Heyward, from the very start, proved to be an excellent fielder, and he has improved this aspect of his game every season. Prado has fielded his position exceptionally well the past two seasons. But the conversation always drifts back to Bourn, the one leg of the tripod absent at this juncture a year ago.
“He’s the catalyst,” Jordan said.
He's a Gold Glove-quality center fielder — his ultimate zone rating is tops in the National League at any position. He's a nightmare on the base paths. By any statistical calculation, Bourn's all-around production through the first 81 games elevated him into first-class company. Perhaps through osmosis, it appears to have seeped to his left and right.
But if Bourn provides the foundation, Heyward holds the tools to build it into a skyscraper. His preternatural physical gifts were rumored long before he stepped into Turner Field’s dugouts. His batting practices became NASA field exercises. His first at-bat landed in the Braves’ bullpen.
Heyward finished that year with a .277 batting average and 18 home runs, and the rest was intended to be gold-plated history.
But history is not always perfectly linear, especially with myriad forces determined to prevent your success. Pitchers adjust, injuries happen and, soon enough, Jason Heyward was no longer JASON HEYWARD: SUPERSTAR OF TODAY, LEGEND OF TOMORROW.
Phenom lust wears off in short time.
"I think it wore on him as far as the disappointment. The amount of pressure this young man was under his rookie season – being compared to Hank Aaron … hitting a home run in his first at-bat – I mean, that’s a lot of pressure,” Jordan said. “For a young guy to sit out with an injury, that’s a tough pill to swallow. But yet, he was man enough not to say anything because he didn’t want to make excuses.
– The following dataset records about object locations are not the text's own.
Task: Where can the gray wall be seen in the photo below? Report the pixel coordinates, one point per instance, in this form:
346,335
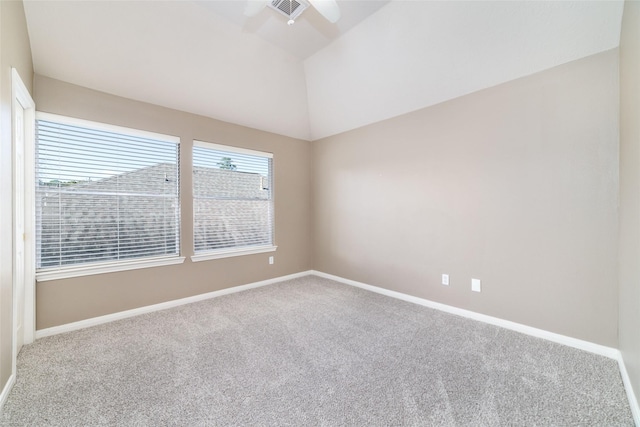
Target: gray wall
629,321
15,52
69,300
516,185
“Now people are just now seeing that he was injured, that this was the J-Hey people expected.”
But few, if any, expected the totality of this collection to be so dynamic, so effective. And so this Braves outfield enters the second half of 2012 with an opportunity to make its mark on history by attempting to become the first group in the past 25 years to complete a 162-game season with three of the 10 most valuable outfielders in the game.
That, in itself, would be phenomenal. And no one even saw it coming.